Near the end, at mov dword ptr [rax],65h
the memory pointed to by builtin_fn->name.list.items
(rax
) is stomped and so the key for the hashmap is garbage.
If you look at the asm generated for the previous builtins, the part after the call to buf_init_from_mem
is nearly identical, and then changes slightly starting from "errorReturnTrace"
.
I'm pretty sure this is a codegen bug, but maybe not the one linked above. An easy workaround is to surround one of these two functions with #pragma optimize("", off/on)
and the bug will disappear. I guess splitting defined_builtin_fns
in two might also help. Anyways we should probably file a bug report to Microsoft.
Tested this again with
set(CMAKE_CXX_FLAGS_RELEASE_INIT
"/MT /O2 /Ob2 /D NDEBUG")
and
set(CMAKE_CXX_FLAGS_RELEASE_INIT
"/MT /O2 /Ob3 /D NDEBUG")
(Ob3 is a new flag in VS 2019) on compilers 19.24.28314
and 19.24.28316
without walking into the issue anymore. Maybe we can close this (I'll make a PR to reset the optimization flags to default) ?
@Sahnvour,
compilers
19.24.28314
and19.24.28316
Something odd here. At my last update I tested 19.24.28314
and the issue remained. This was building against the same LLVM binary bundle used by CI.
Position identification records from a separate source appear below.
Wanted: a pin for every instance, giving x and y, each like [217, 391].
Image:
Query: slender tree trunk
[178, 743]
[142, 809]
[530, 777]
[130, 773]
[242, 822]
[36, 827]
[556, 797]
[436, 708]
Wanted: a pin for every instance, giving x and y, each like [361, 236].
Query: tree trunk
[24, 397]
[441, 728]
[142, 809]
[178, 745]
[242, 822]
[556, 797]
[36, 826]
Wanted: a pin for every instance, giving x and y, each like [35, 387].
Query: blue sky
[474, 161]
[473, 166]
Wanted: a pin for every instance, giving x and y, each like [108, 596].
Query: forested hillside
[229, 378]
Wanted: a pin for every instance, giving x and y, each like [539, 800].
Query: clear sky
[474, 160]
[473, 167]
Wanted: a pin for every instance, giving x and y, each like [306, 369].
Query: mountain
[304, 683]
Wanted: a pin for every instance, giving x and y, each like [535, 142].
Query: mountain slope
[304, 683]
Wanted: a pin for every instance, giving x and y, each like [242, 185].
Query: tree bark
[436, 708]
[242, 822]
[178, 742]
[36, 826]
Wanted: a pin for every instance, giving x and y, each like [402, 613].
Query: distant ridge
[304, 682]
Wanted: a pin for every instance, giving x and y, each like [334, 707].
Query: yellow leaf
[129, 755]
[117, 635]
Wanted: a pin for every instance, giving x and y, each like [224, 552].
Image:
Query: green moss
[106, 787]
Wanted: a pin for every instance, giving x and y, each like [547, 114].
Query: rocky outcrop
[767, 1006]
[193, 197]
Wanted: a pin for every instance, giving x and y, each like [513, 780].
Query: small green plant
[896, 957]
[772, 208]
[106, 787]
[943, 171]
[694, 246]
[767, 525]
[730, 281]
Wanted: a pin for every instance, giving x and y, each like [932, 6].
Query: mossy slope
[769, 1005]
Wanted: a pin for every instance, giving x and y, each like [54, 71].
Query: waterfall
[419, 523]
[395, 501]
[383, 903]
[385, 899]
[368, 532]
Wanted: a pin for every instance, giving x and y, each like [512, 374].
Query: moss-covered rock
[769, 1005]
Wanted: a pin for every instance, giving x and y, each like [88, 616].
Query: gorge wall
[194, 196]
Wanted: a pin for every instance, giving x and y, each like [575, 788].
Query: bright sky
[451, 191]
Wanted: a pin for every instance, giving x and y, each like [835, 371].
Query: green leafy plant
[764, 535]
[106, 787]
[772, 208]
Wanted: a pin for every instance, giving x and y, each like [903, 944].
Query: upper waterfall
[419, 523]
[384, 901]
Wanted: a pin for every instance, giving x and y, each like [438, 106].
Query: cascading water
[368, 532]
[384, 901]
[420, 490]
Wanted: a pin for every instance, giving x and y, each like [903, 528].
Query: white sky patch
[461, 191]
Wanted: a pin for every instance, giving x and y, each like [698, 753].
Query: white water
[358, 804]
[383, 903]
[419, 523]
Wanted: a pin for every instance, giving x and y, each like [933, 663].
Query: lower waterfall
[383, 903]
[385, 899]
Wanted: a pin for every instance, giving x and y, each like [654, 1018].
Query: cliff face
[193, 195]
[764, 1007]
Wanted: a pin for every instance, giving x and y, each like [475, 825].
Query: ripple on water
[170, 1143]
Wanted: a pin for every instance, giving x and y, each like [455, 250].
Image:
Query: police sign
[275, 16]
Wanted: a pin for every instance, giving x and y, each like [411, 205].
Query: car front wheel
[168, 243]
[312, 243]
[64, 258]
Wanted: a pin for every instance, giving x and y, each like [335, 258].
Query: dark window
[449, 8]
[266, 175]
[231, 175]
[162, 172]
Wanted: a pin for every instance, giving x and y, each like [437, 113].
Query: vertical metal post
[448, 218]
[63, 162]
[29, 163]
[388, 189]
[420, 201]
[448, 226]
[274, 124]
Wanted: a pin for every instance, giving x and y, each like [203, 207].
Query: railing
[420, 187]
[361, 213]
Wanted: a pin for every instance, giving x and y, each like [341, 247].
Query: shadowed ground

I speculated that maybe this issue can be resolved by rebuilding LLVM with new compiler. Unfortunately I ran into difficulties rebuilding LLVM on my system and left that unresolved.
Are you using your own LLVM dependency?
update: 19.24.28316.0
and 19.25.28508.3
work for me with Release
and /Ob2
so assuming CI is running minimal version we should be fine going back to /Ob2
.
This issue no longer plagues us since we use the wasm kernel for building from source rather than C++ code.
Related to #2740
With the upgrade from 19.21 (VS 2017) to 19.22, Microsoft seems to have broken something related to our FNV hash implementation. Building libuserland leads to this error:
invalid builtin function: 'hasDecl'
The workaround is to use VS 2017 or build tools older than 19.22.